To Anonymous from Step One:
Thank you so much for your comment. Thank you! I really can not express adequately in words the gratitude I feel for the things you said. You were so honest, but so kind and encouraging and through your words I could feel a sincere love and concern.
I thought Mac gave a great response to your comment, and I appreciate you asking because sometimes our own perspective seems so clear, that until we ask, we have no idea what it looks like from another perspective. One of my favorite quotes is "Our view of reality is only a view, not reality itself." [Francesca Farr.] I admire YOU for being open-minded and inquisitive.
Now I'll adress your question because it deserves to be considered.
It has been absolutely encouraged by both the 12-step program and my counselor to put myself first. Here is a quote from the manual.
"Taking care of ourselves is not selfish; it is essential to our well-being and our ability to learn from this life experience. Applying Step One gives us permission to rest, give needed time and love to children, return to other interests and rejoice in all aspects of our lives."
I will wholeheartedly acknowledge that for some women this means leaving the relationship. I liked your word "toxic." There is absolutely a point at which a woman can not feel happiness in the situation or love for her addicted husband. I judge no woman for leaving, and furthermore she need not justify to the world around her why she chose to do so.
Having said that, I plan to stay, indefinitely, and this is why.
Because this blog is dedicated entirely to dealing with my husband's addiction, it seems as if this issue dominates my life. I rarely/never take time to discuss Pete's good qualities here, or the wonderful life we enjoy together 85% of the time. I am not a bragger/boaster either, it is not in my nature to give compliments freely. But let it be known; Pete is a wonderful man. He believes in Jesus Christ and desires to follow him. He is ambitious and successful in his career. He is a gentleman to me and especially lately takes time to let me know I am appreciated. He is not a perfect father, but he strives to improve and is aware of his short-comings. He makes me laugh, and he finds ways to execute even my most outrageous plans. This is only a small part of why I married him and why I remain with him, and says nothing of the memories and life we have built together. I am quite certain that should I be the one with the addiction, perhaps to pain-killers or over-eating, he would stay by my side.
Above and beyond that, there are other reasons such as our children. As you mentioned, the issues that come with divorce are many. Also, it has been said that divorce is often just an exchange of one set of problems for another set. All men have faults.
Lastly, in my heading I mention the promises I made across the altar. You may or may not be able to relate to this, but when Pete and I were married we made covenants with each other and with God. They didn't exactly say "Through richer or poorer, sickness or health, etc" but the effect was the same.
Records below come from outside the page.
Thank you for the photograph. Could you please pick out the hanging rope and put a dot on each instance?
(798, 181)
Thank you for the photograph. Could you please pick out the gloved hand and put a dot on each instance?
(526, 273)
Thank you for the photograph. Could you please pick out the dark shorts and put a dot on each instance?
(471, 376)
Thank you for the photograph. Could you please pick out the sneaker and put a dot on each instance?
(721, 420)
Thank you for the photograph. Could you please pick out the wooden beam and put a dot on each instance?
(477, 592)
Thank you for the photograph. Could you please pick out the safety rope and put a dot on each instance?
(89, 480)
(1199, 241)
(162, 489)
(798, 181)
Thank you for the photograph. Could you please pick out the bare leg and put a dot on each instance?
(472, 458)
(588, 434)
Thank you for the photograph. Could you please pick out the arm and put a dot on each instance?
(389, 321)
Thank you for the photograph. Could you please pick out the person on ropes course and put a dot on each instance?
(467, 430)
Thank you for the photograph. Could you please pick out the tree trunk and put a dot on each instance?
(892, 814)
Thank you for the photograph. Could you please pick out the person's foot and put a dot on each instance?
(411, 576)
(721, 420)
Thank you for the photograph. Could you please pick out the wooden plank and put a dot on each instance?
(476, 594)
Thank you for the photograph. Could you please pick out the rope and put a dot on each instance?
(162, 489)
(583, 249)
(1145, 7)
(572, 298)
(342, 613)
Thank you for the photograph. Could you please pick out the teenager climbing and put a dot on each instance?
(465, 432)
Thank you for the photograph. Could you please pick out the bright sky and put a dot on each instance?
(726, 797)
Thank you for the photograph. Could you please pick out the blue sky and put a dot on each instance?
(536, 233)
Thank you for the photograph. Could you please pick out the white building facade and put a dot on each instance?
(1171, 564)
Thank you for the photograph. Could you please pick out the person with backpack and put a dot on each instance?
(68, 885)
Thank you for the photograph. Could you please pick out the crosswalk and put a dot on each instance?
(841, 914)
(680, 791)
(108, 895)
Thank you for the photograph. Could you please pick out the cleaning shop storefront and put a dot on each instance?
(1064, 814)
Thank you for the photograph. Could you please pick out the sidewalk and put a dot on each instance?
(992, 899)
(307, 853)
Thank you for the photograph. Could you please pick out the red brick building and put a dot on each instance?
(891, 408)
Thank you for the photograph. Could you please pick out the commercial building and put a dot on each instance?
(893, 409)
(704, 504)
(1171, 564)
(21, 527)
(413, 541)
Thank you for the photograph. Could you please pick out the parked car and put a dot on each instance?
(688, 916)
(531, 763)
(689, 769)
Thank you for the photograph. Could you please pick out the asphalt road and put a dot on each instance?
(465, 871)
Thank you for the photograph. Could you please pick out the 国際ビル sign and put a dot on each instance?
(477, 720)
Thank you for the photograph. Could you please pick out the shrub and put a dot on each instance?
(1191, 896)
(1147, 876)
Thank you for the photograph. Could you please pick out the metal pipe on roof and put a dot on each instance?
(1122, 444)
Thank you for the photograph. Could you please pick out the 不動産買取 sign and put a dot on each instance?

I have thought about this many times. Deep in my soul I believe that God took me seriously when I made those promises, and I am accountable to him. Do I believe that God expects me to stay should the circumstances become dire? No. But do I believe that God will reward both my husband and myself eternally if we endure this together? Absolutely.
But I do not consider myself some saintly martyr who will endlessly suffer for the noble cause of her marriage. I am not endlessly suffering. Nor am I perfect, and Pete could probably write a blog about the bad habits/attitudes I have that contribute to frustrations in our relationship.
In short, I would not stay with my husband if I did not believe I could, or even presently feel happiness with him. In fact, I do not only feel happiness in spite of my husband, I feel happiness because of my husband.
God bless you dear reader friend. I hope this made some sense.